AMP-PD and UK Biobank Data
Association results for the variants selected from the 23andMe dataset were generated from whole-genome sequencing data made available by the Accelerating Medicines Partnership - Parkinson’s disease Initiative (AMP-PD, https://amp-pd.org/) and the whole-exome sequencing data made available by the UK Biobank (https://www.ukbiobank.ac.uk/). Processing of these cohorts have been previously described elsewhere (Makarious et al. 2022). In brief, the AMP-PD datasets consist of unrelated individuals and publicly available cohorts only. After filtering and removing those recruited in a genetic study, the data set comprises a total of 4,007 people (2,197 males, 1,810 females) and 2,556 of those are controls and 1,451 are PD cases. The UK Biobank is a large-scale biomedical database containing genetic and health information from half a million participants (Bycroft et al. 2018). Similar filtering parameters were used for UK Biobank resulting in a total of 45,857 people (22,040 males, 23,817 females), of which 38,051 are controls, 1,105 cases, 6,033 individuals with a parent that is diagnosed with PD, and 668 individuals with a sibling that is diagnosed with PD (6,701 proxy cases).
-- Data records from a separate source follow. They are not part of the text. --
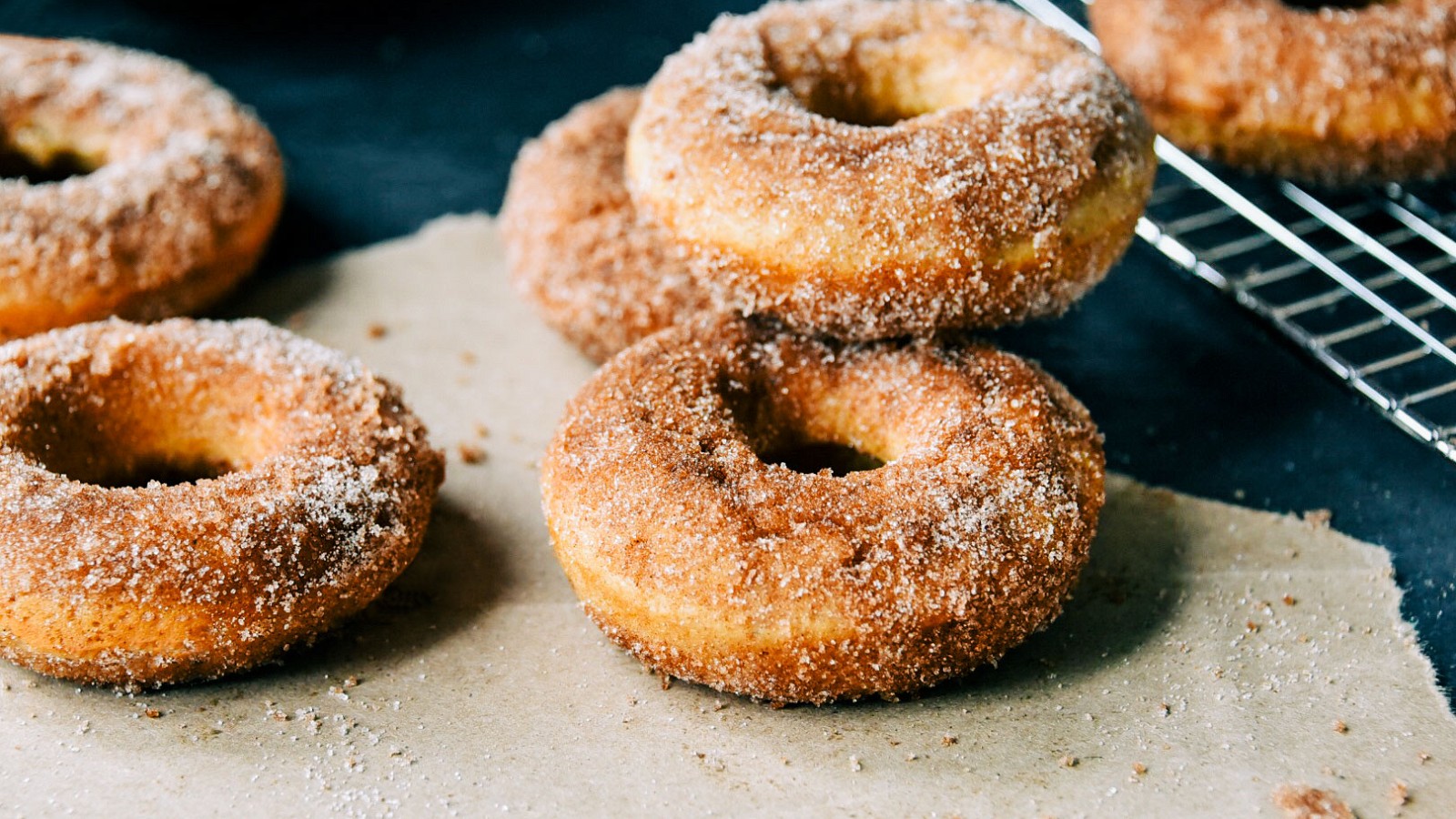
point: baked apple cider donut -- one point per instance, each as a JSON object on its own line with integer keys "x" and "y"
{"x": 133, "y": 186}
{"x": 874, "y": 167}
{"x": 688, "y": 504}
{"x": 1331, "y": 94}
{"x": 191, "y": 499}
{"x": 596, "y": 270}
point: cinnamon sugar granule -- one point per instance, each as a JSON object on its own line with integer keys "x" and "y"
{"x": 1400, "y": 796}
{"x": 1303, "y": 802}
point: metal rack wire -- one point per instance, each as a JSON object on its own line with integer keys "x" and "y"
{"x": 1361, "y": 280}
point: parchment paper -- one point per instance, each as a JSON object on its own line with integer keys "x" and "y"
{"x": 1210, "y": 654}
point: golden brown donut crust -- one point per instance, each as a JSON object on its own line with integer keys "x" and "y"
{"x": 322, "y": 493}
{"x": 710, "y": 564}
{"x": 184, "y": 191}
{"x": 871, "y": 169}
{"x": 1332, "y": 96}
{"x": 577, "y": 247}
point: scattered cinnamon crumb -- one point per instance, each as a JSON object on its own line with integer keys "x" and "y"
{"x": 1400, "y": 796}
{"x": 1303, "y": 802}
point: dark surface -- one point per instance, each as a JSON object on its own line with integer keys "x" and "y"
{"x": 393, "y": 114}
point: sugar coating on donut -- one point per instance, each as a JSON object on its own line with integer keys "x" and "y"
{"x": 182, "y": 189}
{"x": 699, "y": 552}
{"x": 1330, "y": 95}
{"x": 871, "y": 169}
{"x": 295, "y": 487}
{"x": 577, "y": 247}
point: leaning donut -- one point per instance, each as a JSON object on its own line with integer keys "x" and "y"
{"x": 189, "y": 499}
{"x": 577, "y": 247}
{"x": 1332, "y": 94}
{"x": 698, "y": 551}
{"x": 871, "y": 169}
{"x": 136, "y": 187}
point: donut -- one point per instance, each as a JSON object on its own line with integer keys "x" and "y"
{"x": 579, "y": 249}
{"x": 1336, "y": 94}
{"x": 186, "y": 500}
{"x": 686, "y": 501}
{"x": 870, "y": 169}
{"x": 133, "y": 187}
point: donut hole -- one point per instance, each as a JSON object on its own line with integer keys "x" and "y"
{"x": 797, "y": 421}
{"x": 38, "y": 155}
{"x": 883, "y": 82}
{"x": 142, "y": 424}
{"x": 1318, "y": 5}
{"x": 812, "y": 458}
{"x": 56, "y": 167}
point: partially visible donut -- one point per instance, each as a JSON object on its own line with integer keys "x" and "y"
{"x": 699, "y": 552}
{"x": 137, "y": 187}
{"x": 191, "y": 499}
{"x": 577, "y": 247}
{"x": 871, "y": 169}
{"x": 1332, "y": 94}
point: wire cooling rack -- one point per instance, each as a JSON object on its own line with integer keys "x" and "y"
{"x": 1361, "y": 280}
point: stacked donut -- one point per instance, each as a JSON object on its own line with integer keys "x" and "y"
{"x": 186, "y": 499}
{"x": 804, "y": 489}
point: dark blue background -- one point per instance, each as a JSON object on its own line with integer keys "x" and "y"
{"x": 390, "y": 114}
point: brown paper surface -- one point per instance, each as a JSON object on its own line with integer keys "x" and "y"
{"x": 1210, "y": 654}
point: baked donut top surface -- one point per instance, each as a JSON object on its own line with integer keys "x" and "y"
{"x": 916, "y": 131}
{"x": 187, "y": 445}
{"x": 142, "y": 167}
{"x": 983, "y": 457}
{"x": 1266, "y": 57}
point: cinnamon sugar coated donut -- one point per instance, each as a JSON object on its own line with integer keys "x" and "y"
{"x": 1332, "y": 94}
{"x": 699, "y": 552}
{"x": 878, "y": 167}
{"x": 191, "y": 499}
{"x": 135, "y": 187}
{"x": 577, "y": 247}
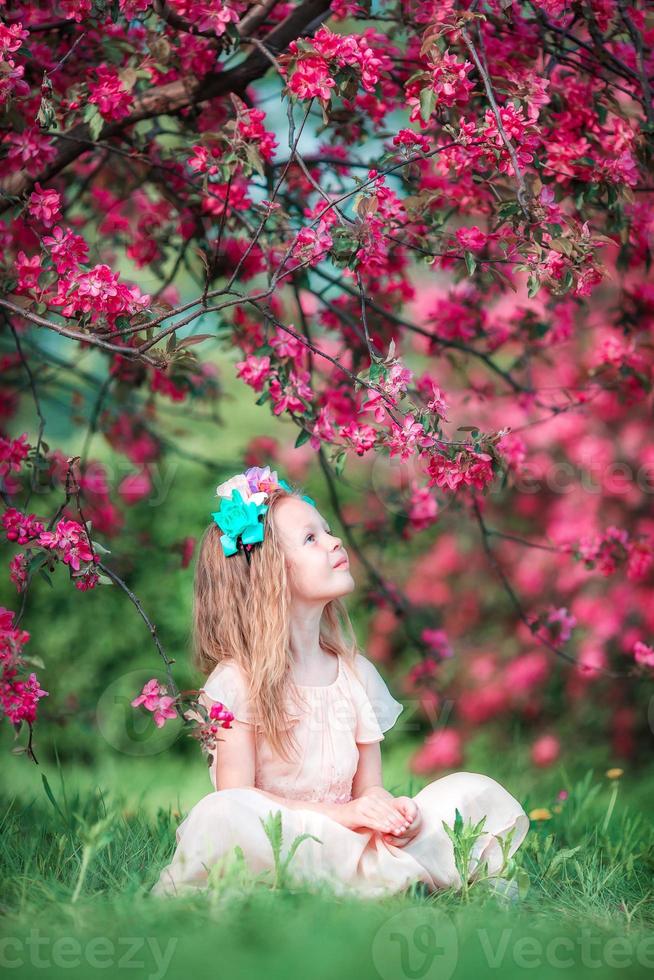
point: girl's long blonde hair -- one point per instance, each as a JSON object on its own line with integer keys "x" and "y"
{"x": 241, "y": 613}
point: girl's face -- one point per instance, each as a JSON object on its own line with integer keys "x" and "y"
{"x": 316, "y": 559}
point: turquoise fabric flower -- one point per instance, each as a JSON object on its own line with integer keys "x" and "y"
{"x": 238, "y": 519}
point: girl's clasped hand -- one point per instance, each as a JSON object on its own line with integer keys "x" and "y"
{"x": 396, "y": 818}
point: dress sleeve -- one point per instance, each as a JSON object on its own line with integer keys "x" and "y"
{"x": 378, "y": 710}
{"x": 228, "y": 684}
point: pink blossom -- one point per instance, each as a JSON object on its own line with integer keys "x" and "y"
{"x": 45, "y": 205}
{"x": 218, "y": 712}
{"x": 109, "y": 94}
{"x": 12, "y": 453}
{"x": 70, "y": 542}
{"x": 18, "y": 570}
{"x": 643, "y": 654}
{"x": 472, "y": 238}
{"x": 67, "y": 249}
{"x": 12, "y": 37}
{"x": 361, "y": 437}
{"x": 20, "y": 527}
{"x": 19, "y": 699}
{"x": 153, "y": 697}
{"x": 442, "y": 750}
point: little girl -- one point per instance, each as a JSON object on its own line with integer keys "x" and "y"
{"x": 274, "y": 640}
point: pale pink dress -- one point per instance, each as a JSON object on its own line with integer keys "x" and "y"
{"x": 356, "y": 708}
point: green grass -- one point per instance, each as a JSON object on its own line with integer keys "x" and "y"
{"x": 78, "y": 863}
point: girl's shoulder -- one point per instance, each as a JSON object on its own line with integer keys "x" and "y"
{"x": 372, "y": 694}
{"x": 228, "y": 683}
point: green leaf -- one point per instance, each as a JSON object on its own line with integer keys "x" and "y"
{"x": 50, "y": 795}
{"x": 533, "y": 285}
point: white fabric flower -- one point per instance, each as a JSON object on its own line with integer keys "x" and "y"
{"x": 240, "y": 483}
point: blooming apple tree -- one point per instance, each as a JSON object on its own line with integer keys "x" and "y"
{"x": 426, "y": 227}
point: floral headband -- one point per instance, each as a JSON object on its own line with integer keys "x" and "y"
{"x": 242, "y": 507}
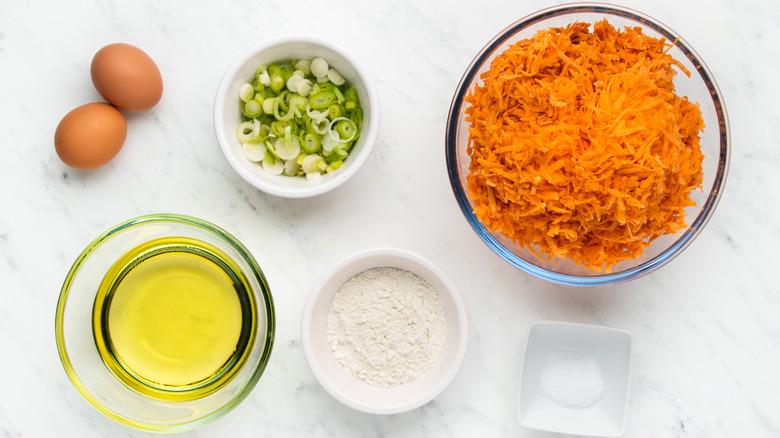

As previously described, Controls were filtered to exclude any individuals with an age of recruitment < 59 years, any reported nervous system disorders (Category 2406), a parent with PD or dementia (field codes: 20107 and 20110) and any reported neurological disorder (field codes: Dementia/42018, Vascular dementia/42022, FTD/42024, ALS/42028, Parkinsonism/42030, PD/42032, PSP/42034, MSA/42036) (Makarious et al. 2022).
Statistical analyses
We used three different data sets, including summary statistics from 23andMe and sequencing data from AMP-PD and UK Biobank. All data used genome build GRCh38. PLINK (v1.9, (Purcell et al. 2007)) was used to extract the variants identified in 23andMe data from AMP-PD and UK Biobank. To generate the association files for AMP-PD and UK Biobank, we then used RVTests (Zhan et al. 2016) for single variant association testing, using sex, and principal components (PC) 1 to 5 as covariates for AMP-PD, excluding age since this is an age-matched cohort. Genetic sex, age at recruitment, Townsend score, and PC 1 to 5 were used as covariates for UK Biobank. We conducted a fixed-effect inverse variance-weighted meta-analysis with the summary statistics, using METAL (version 2020-05-05 (Willer, Li, and Abecasis 2010)). Results were annotated using ANNOVAR, refGene, avsnp150, and clinvar_20220320 (K. Wang, Li, and Hakonarson 2010). Forest plots were generated using the rmeta (version 3.0) and metafor (version 3.8-1) packages in R. Power calculations were conducted using the R (v. 3.6) package genpwr (version 1.0.4), a power and sample size calculator for genetic association studies which allows for misspecification of the model of genetic susceptibility (Moore, Jacobson, and Fingerlin 2019). This package allows the assessment of allele frequencies as low as 1E-9 at OR = 1.5, and as low as 1E-04 at OR = 3. We used an additive model with an alpha value of 0.05. Since we used an additive model, it is important to note that we had less power to detect recessive associations in our analysis.